As the Washington State and greater Pacific Northwest (PNW) blueberry industry expands, there is a need to test new cultivars and advanced selections generated by public and private breeders in the PNW for disease susceptibility under different environmental conditions. Here, we report screening of select blueberry genotypes for their response to mummy berry (causal agent: Monilinia vaccinii-corymbosi) disease, which negatively impacts profitable production of blueberries in the PNW. The disease results in blighting of young vegetative and floral tissues as well as mummification of berries.



Assess susceptibility of select blueberry genotypes to mummy berry fruit rot.


  • During the two-year study period (2022-23), five plants of 11 blueberry genotypes (‘Aurora’, ‘Bluejay’, ‘Calypso’, ‘Duke’, ‘Liberty’, ‘Northland’, DSA4, ORUS264-1, ORUS292-2, ORUS587-1, and ORUS620-2) in plastic containers were grown inside a screenhouse at the WSU Mount Vernon Northwestern Washington Research and Extension Center. DSA4 was not tested in 2022, and ‘Liberty’ was excluded in 2023.
  • Inoculum was prepared by dislodging conidia from blighted leaf tissues collected from a mummy berry infested field. Using a paint brush, the inoculum (5.75 x 105 conidia/ml) was applied to the stigma of open flowers. Following inoculation, freshly collected pollen from different genotypes was applied to the stigma of the flower using a paintbrush to ensure proper fruit development. Unopened flowers were removed from the flower cluster before covering the inoculated branches with paper bags overnight to maintain consistent humidity for conidial germination (Fig. 1).
  • Inoculations were carried out thrice in May 2022 and twice in May 2023 coinciding with the development of new flowers. Each plant was inoculated at least once.
  • Green fruits that developed from inoculated flower clusters were collected in early July (2022) or during the last week of June (2023), and then cut transversely to see the characteristic masses of white fungal growth (Fig. 2).
  • Mummy berry fruit rot incidence was calculated based on the number of infected green fruits and the total number of harvested green fruits from each plant.

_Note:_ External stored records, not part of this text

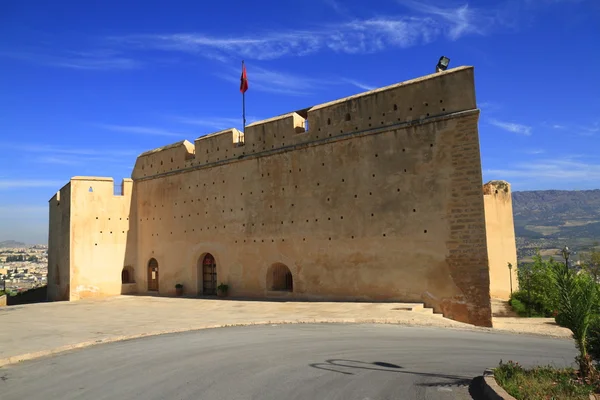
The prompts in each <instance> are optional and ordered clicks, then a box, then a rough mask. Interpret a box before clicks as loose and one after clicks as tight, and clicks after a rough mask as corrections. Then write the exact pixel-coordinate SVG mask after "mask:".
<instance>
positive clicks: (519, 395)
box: [494, 361, 594, 400]
mask: <svg viewBox="0 0 600 400" xmlns="http://www.w3.org/2000/svg"><path fill="white" fill-rule="evenodd" d="M494 378H495V379H496V381H497V382H498V384H499V385H500V386H502V387H503V388H504V390H506V391H507V392H508V394H510V395H511V396H513V397H515V398H516V399H518V400H521V399H523V400H524V399H567V400H569V399H572V400H575V399H581V400H583V399H586V400H587V399H588V398H589V395H590V393H592V392H593V390H594V387H593V385H589V384H585V383H583V382H582V381H581V380H580V379H578V374H577V372H576V371H575V370H573V369H572V368H565V369H555V368H553V367H551V366H548V367H535V368H532V369H525V368H523V367H522V366H521V365H519V363H515V362H512V361H509V362H508V363H506V364H504V363H502V362H500V365H499V366H498V368H495V369H494Z"/></svg>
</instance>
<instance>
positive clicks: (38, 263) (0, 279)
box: [0, 245, 48, 293]
mask: <svg viewBox="0 0 600 400" xmlns="http://www.w3.org/2000/svg"><path fill="white" fill-rule="evenodd" d="M15 260H19V261H15ZM20 260H23V261H20ZM47 277H48V246H46V245H34V246H31V247H27V248H22V247H20V248H3V249H0V290H5V291H7V292H16V293H18V292H22V291H25V290H29V289H32V288H36V287H39V286H44V285H46V283H47Z"/></svg>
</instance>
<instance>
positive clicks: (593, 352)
mask: <svg viewBox="0 0 600 400" xmlns="http://www.w3.org/2000/svg"><path fill="white" fill-rule="evenodd" d="M557 323H558V322H557ZM561 326H562V325H561ZM588 329H589V330H588V353H589V355H590V356H591V357H592V359H593V360H594V362H596V363H597V364H598V363H600V317H599V316H598V315H595V316H594V318H593V319H592V322H591V323H590V327H589V328H588Z"/></svg>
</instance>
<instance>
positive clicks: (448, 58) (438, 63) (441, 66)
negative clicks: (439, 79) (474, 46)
mask: <svg viewBox="0 0 600 400" xmlns="http://www.w3.org/2000/svg"><path fill="white" fill-rule="evenodd" d="M449 64H450V59H449V58H448V57H446V56H441V57H440V59H439V61H438V65H436V66H435V72H442V71H445V70H446V69H447V68H448V65H449Z"/></svg>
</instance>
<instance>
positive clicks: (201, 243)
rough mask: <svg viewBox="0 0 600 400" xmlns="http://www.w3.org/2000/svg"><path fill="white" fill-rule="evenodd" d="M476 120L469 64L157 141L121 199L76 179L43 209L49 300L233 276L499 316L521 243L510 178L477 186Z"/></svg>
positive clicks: (474, 314)
mask: <svg viewBox="0 0 600 400" xmlns="http://www.w3.org/2000/svg"><path fill="white" fill-rule="evenodd" d="M478 118H479V110H478V109H477V105H476V101H475V85H474V75H473V68H472V67H460V68H454V69H449V70H447V71H443V72H439V73H435V74H432V75H428V76H424V77H421V78H418V79H414V80H411V81H407V82H403V83H399V84H396V85H392V86H388V87H383V88H380V89H376V90H372V91H369V92H365V93H361V94H359V95H355V96H351V97H347V98H344V99H340V100H336V101H333V102H330V103H325V104H320V105H317V106H313V107H309V108H306V109H303V110H299V111H296V112H292V113H289V114H285V115H281V116H278V117H274V118H271V119H267V120H264V121H260V122H256V123H254V124H251V125H248V126H247V128H246V133H245V138H244V137H243V136H242V133H241V132H240V131H238V130H237V129H228V130H225V131H221V132H216V133H213V134H210V135H206V136H202V137H200V138H198V139H196V140H195V142H194V143H191V142H189V141H187V140H184V141H181V142H178V143H174V144H171V145H168V146H165V147H161V148H158V149H154V150H150V151H148V152H146V153H143V154H141V155H140V156H139V157H138V158H137V161H136V163H135V167H134V169H133V172H132V175H131V179H124V180H123V182H122V190H121V193H120V194H119V195H115V194H114V192H113V186H114V183H113V180H112V179H110V178H94V177H74V178H72V179H71V180H70V182H69V183H67V184H66V185H65V186H64V187H63V188H62V189H60V191H59V192H58V193H56V195H55V196H54V197H52V199H51V200H50V204H49V206H50V230H49V254H48V260H49V261H48V262H49V265H48V296H49V300H78V299H81V298H86V297H93V296H112V295H118V294H122V293H158V294H160V295H174V294H175V285H176V284H178V283H179V284H182V285H183V287H184V294H185V295H189V296H196V295H198V296H207V295H213V294H215V289H216V286H217V285H218V284H220V283H225V284H227V285H229V294H230V295H231V296H233V297H252V298H278V299H281V298H283V299H303V300H320V301H327V300H336V301H338V300H342V301H344V300H346V301H402V302H419V303H425V305H426V306H428V307H432V308H433V309H434V310H435V311H436V312H438V313H442V314H443V315H444V316H445V317H448V318H452V319H455V320H458V321H463V322H467V323H471V324H475V325H480V326H491V323H492V319H491V306H490V298H491V297H499V298H507V297H508V295H509V285H510V278H509V270H508V267H507V263H509V262H510V263H512V264H513V265H516V247H515V234H514V226H513V216H512V203H511V193H510V186H509V185H508V183H506V182H504V181H494V182H490V183H488V184H486V185H483V187H482V173H481V158H480V150H479V137H478V130H477V123H478ZM513 275H516V274H513ZM513 286H514V287H516V282H513Z"/></svg>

Figure 1. Blueberry plants growing in a screenhouse at WSU Mount Vernon Northwestern Washington Research and Extension Center, Washington

Figure 2. Infected blueberry with white mycelia of Monilinia vaccinii-corymbosi (top). A healthy and normally developing green blueberry (bottom).


  • A non-parametric test was conducted to analyze the data. As the effect of year was not significant (P = 0.06), data were combined from both years to determine the effect of genotype on mummy berry fruit rot.
  • Significant differences were observed among genotypes for mummy berry fruit rot incidence. ‘Northland’ had the lowest disease incidence differing significantly from ORUS587-1, ‘Liberty’, ORUS620-2, ORUS264-1, and ‘Aurora’ (Fig. 3). The cultivar ‘Duke’ differs significantly with ORUS587-1 and ‘Liberty’. It is to be noted that data from ‘Liberty’ plants were obtained only in 2022 but not in 2023.


Figure 3. Bar graph showing mummy berry fruit rot incidence among 11 blueberry genotypes. Genotypes sharing the same lowercase letters are not significantly different from each other (P < 0.05) and standard error bars are depicted. DSA4 was not tested in 2022, and ‘Liberty’ was excluded in 2023.

Conclusion and future work:

  • According to the PNW Plant Disease Management Handbook, ‘Bluejay’ is considered resistant to intermediate, and ‘Northland’ is susceptible to moderately resistant to secondary infections (conidial infection of blueberry flowers) that result in fruit mummification. The results of this two-year study indicate ‘Bluejay’ to be intermediate and ‘Northland’ to be resistant to secondary infections.
  • Similar to year one, differential responses among the tested genotypes were observed for mummy berry fruit rot incidence proving the current experimental procedures to be useful for continued genotypic screening for resistance or low susceptibility to mummy berry fruit rot.
  • Future experiments will include screening additional genotypes received from USDA-ARS and nursery cooperators.